Trois sexes différents

Physiquement, ses espèces se démarquent de l’homme. Les Hodgqins ont beau être des bipèdes, ils possèdent trois sexes différents. « Cette idée est par exemple porteuse d’un scénario. Avec trois sexes, quels mythes cela va-t-il générer, quels types de relations entre les personnes?» Les Chiles, eux, se distinguent par leur caractère hyperindividualiste, qui a du mal à supporter jusqu’à ses propres congénères. «Ça m’a poussé à imaginer plein de mécanismes sociaux.» Sur son site Internet, l’auteur a dressé un lexique précis de ces cultures et environnements, comme un guide touristique du voyageur intergalactique.

«Tout le monde a une culture de la science-fiction»
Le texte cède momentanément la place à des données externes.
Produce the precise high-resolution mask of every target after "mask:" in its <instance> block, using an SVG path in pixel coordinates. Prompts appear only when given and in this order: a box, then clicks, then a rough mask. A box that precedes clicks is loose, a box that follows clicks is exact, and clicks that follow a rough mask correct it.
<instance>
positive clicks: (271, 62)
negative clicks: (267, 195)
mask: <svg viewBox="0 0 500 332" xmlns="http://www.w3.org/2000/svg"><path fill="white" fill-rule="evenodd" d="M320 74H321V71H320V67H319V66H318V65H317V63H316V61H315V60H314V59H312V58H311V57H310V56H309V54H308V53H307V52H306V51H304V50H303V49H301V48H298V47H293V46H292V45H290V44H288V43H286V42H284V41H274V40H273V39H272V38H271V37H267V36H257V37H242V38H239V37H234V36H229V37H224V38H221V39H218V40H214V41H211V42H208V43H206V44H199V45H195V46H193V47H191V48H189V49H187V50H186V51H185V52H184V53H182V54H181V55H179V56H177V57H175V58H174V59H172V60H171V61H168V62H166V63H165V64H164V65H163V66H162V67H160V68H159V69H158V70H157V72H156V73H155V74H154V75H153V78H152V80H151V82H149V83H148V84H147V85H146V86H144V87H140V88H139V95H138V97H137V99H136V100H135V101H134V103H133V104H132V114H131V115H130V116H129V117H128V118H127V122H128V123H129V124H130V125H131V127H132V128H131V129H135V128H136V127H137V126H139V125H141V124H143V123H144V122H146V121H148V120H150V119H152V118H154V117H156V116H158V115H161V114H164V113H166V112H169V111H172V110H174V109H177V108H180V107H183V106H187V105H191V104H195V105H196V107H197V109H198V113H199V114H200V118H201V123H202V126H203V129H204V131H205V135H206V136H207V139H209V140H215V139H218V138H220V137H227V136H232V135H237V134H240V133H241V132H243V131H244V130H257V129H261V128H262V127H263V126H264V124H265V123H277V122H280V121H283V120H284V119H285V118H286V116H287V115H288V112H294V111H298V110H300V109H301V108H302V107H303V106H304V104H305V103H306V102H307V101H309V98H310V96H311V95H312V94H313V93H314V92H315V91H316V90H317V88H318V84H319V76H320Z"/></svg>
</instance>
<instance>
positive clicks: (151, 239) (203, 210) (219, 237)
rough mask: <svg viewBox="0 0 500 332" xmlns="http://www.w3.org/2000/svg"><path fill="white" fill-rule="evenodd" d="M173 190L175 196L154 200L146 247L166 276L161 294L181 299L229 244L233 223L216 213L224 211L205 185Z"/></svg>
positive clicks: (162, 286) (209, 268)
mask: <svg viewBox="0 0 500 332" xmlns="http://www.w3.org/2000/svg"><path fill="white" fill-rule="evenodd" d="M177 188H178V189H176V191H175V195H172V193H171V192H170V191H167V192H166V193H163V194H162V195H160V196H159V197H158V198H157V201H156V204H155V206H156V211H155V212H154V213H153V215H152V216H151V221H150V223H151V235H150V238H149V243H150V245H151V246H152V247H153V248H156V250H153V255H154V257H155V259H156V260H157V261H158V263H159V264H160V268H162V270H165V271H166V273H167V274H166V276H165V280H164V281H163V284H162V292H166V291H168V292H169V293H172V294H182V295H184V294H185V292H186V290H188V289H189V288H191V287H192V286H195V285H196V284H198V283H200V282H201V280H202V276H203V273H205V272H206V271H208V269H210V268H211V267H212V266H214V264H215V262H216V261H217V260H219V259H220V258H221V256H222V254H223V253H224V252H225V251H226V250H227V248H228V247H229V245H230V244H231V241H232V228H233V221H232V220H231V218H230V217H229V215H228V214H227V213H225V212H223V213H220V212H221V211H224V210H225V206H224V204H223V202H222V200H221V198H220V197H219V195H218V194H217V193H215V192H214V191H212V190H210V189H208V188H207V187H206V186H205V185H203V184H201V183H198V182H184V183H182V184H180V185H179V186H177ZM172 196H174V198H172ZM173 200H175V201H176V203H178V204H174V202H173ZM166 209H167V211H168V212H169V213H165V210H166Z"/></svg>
N'empêche, pour Laurent Genefort, le réalisme et la cohérence d’un monde créé de toutes pièces sont désormais indispensables. « C'est un signe de modernité. Dans les années 1950, on pouvait juste définir une planète avec de l'herbe bleue, ça suffisait à transporter le lecteur ailleurs. Aujourd'hui, tout le monde a une culture de la science-fiction, même ceux qui n'en lisent pas. On ne peut plus se contenter d'être vague ou générique».

Un exemple des carnets remplis par Laurent Genefort. - Laurent Genefort

 

Pour créer son «livre-univers», du nom de la thèse qu’il a consacré aux œuvres où «la planète est le moteur de l’histoire», comme Dune de Frank Herbert ou Noô de Stefan Wul, Laurent Genefort a appliqué une méthode particulière: il tient des carnets où il allonge les unes après les autres des notes anthropologiques, des cartes, des personnages, des néologismes... « Quand j’en ai un certain nombre, elles forment un réseau et se correspondent. De ce réseau émerge l’histoire», explique-t-il. Aujourd’hui, il est en 617 notes, elles-mêmes subdivisées en petites notes. «J’en ai utilisé à peine la moitié ». Elles continuent de nourrir son monde: la preuve, Un quatrième volume de son space opera divertissant et extraordinairement détaillé, Les Vaisseaux d’Omale (Denoël, 23 euros) est sorti l’an dernier.